プロフィール:牧野武文(まきの たけふみ)
ITジャーナリスト、フリーライター。著書に『Googleの正体』(マイコミ新書)、『論語なう』(マイナビ新書)、『任天堂ノスタルジー横井軍平とその時代』(角川新書)など。中国のIT事情を解説するブログ「中華IT最新事情」の発行人を務める。

東南アジア各国が嫌がる中国企業の進出

今回は、東南アジアの家電市場についてご紹介します。

現在、iPhoneがインドネシアで販売ができない状態になっています。
※参考:iPhone16、国内での売買は現状禁止=産業省 – NNA ASIA・インドネシア・IT(2024年10月29日配信)

インドネシアでは、国産化率認証という仕組みがあり、この認証を取得しないとインドネシア国内での販売ができないルールになっています。40%の部品を現地調達しなければならないというもので、かなり高いハードルです。それが無理な場合は、40%調達に相当する国内投資を行うことでも認証を取得でき、アップルは約1億ドルの投資を申し出ているとのことです。

近年、東南アジア各国のこのような保護主義的なニュースが目立つようになってきました。

インドネシアでは昨年9月に、一時的にTikTok Shopを禁止にしています。TikTok Shopでは、中国の安価な製品が大量に販売されるため、国内企業が圧迫をされるというのがその理由です。

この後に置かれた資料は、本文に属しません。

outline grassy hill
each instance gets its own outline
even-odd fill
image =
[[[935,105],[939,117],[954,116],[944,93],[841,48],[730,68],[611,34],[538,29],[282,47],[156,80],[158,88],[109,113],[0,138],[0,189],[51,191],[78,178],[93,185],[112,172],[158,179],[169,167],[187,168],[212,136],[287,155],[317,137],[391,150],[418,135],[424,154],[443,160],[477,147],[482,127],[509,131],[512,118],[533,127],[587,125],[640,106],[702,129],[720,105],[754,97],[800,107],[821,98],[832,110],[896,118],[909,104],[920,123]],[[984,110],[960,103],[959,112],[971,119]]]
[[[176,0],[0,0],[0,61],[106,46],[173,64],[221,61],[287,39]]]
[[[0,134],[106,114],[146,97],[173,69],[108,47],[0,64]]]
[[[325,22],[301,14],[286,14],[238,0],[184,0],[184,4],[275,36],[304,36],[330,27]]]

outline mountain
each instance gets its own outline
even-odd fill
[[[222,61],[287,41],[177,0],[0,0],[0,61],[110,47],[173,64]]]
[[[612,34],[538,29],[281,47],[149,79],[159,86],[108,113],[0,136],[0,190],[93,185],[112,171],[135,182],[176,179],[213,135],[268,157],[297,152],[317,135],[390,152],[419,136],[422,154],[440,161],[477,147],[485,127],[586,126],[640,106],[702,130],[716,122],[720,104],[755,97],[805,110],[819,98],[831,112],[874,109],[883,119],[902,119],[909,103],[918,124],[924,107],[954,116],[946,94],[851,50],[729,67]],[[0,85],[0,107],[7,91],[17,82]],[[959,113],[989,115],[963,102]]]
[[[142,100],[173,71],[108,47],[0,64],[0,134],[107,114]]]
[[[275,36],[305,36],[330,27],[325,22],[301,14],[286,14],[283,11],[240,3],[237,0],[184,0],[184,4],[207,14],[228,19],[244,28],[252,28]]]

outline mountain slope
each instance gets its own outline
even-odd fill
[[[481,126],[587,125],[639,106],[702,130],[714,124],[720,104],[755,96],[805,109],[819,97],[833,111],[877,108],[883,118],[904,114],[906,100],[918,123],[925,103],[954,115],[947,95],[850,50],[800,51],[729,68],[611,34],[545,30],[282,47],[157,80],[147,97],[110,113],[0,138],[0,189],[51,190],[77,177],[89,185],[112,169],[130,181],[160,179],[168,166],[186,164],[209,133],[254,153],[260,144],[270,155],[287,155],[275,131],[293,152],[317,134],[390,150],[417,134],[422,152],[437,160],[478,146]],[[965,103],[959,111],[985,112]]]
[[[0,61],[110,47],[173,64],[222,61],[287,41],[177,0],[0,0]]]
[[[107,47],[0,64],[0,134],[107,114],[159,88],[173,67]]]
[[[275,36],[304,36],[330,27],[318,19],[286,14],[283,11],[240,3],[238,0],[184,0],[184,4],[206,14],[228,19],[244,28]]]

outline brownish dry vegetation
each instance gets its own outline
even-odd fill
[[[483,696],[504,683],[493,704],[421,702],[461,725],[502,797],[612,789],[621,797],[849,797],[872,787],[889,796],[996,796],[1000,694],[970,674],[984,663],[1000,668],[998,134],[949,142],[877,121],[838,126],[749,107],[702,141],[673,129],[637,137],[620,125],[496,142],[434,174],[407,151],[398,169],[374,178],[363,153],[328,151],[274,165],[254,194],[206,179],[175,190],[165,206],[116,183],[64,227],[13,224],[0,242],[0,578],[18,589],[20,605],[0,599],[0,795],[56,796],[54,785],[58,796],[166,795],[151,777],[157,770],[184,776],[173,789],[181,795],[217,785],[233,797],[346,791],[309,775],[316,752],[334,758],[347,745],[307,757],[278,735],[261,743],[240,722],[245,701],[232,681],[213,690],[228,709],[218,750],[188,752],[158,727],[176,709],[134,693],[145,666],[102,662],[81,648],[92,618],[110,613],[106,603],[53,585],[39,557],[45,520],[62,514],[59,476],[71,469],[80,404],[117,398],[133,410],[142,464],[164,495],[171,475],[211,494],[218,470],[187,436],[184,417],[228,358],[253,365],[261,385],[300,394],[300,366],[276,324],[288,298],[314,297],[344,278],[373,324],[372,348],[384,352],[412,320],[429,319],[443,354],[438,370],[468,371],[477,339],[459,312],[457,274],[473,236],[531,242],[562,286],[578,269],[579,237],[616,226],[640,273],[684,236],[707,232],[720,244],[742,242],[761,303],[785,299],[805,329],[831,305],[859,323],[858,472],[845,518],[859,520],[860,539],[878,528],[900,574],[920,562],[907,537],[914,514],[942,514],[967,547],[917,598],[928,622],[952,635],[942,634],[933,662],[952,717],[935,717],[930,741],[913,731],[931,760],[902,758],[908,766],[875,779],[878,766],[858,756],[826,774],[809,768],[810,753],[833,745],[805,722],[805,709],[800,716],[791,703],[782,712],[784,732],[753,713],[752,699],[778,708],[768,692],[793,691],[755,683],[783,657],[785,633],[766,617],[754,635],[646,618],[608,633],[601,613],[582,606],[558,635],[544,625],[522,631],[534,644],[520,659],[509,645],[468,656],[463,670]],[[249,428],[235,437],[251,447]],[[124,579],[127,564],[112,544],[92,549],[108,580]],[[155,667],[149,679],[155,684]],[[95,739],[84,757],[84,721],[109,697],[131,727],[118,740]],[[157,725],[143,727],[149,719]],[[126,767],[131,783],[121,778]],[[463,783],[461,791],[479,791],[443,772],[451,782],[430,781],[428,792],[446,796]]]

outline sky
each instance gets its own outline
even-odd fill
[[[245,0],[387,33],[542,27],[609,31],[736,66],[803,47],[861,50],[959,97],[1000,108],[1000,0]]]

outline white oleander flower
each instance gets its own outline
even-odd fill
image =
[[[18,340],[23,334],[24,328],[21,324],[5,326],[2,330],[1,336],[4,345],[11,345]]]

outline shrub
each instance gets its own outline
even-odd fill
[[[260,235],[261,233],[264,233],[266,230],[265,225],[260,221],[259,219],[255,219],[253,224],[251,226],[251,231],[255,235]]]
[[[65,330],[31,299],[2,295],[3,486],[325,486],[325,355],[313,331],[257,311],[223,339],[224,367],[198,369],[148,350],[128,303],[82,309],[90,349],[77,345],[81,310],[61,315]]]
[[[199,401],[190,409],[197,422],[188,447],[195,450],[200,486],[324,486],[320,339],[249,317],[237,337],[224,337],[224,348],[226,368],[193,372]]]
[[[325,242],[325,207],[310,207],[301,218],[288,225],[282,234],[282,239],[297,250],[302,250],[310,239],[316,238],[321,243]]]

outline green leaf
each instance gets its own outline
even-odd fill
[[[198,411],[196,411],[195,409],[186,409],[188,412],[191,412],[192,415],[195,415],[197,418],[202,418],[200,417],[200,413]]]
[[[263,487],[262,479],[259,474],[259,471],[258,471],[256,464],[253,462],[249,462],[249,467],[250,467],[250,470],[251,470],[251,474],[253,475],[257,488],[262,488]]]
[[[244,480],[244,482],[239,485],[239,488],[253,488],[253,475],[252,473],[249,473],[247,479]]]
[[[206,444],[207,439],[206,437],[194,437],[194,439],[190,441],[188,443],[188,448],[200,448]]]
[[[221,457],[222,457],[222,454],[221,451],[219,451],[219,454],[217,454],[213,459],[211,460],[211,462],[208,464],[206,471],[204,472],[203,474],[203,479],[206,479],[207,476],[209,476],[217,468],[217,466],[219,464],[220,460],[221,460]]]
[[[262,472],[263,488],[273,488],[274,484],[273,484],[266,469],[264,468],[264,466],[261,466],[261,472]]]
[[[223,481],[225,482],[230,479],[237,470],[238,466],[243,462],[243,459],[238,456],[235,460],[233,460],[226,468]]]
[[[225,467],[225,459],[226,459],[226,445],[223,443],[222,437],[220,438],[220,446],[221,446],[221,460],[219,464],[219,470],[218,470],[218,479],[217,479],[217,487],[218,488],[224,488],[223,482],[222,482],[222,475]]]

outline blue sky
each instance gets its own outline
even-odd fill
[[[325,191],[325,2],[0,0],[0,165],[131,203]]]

しかし、その時にはTikTok Shop関連のビジネスに関わるインドネシア人が600万人以上にのぼると見られ、この人たちの仕事が一瞬で消えることになりました。この時のインドネシアのTikTok界隈はそうとうにパニックになったようです。

TikTokでは、規制を受けていない外部ECにコメント欄記載のURLで誘導するなど、多くの人が回避策を求めて右往左往しました。そのような情報がまとめられた通称「TokTok災害復興ガイド」と呼ばれる文章もSNSで拡散をしました。

面白いのはインドネシアのTikTok関係者は、隣国のベトナムやマレーシアに避難をしたということです。隣国ではTikTok Shopは禁止になっていないので、隣国からライブコマースを配信し、隣国のTikTok Shopで買い物をしてもらい、配送をマレーシアにするというものです。

結局、インドネシアではTikTok Shopを禁止しても、国内業者の売上は特にあがらず、効果がなかったということから、現在はTokTok Shopも再開をしていますが、国内価格と比べて中国製品は安すぎることから何らかの規制の枠組みを構築するとしています。おそらく、関税を強化するなどの対応策を取るのだと思います。

安くて優れた中国製品は、国内産業の成長を阻害する…

2010年代終わり頃から、中国はさまざまな分野で東南アジアに進出を始めました。製品を越境ECを通して販売をする、東南アジア各国に販売拠点をつくる、現地企業に投資をするなどです。

この東南アジア進出が本格化をしたのは2020年のコロナ禍です。コロナ禍は中国人にとって大きなショックを与え、中には中国経済の成長は止まると考える人もいました。そこで、リスク回避をするために東南アジアへの進出が本格化をしました。しかし、東南アジア各国は経済成長が始まったばかりで、国内産業が成長をしている最中です。そこで、中国対東南アジアの衝突が起きています。

多くの製品で、中国製品が優れていることは誰もがわかっています。消費者のことだけを考えれば、安くて高性能の中国製品を輸入した方がいいのです。しかし、そうなると、国内産業が成長せず、経済成長が止まることになってしまいます。そのため、各国は中国製品の流入を抑えつつ、国内産業の成長の余地を確保するという難しい判断をせざるを得なくなっています。

そのため、今後も、中国製品は規制されたり、関税をかけられたり、販売を禁止されることが断続的に続くことになります。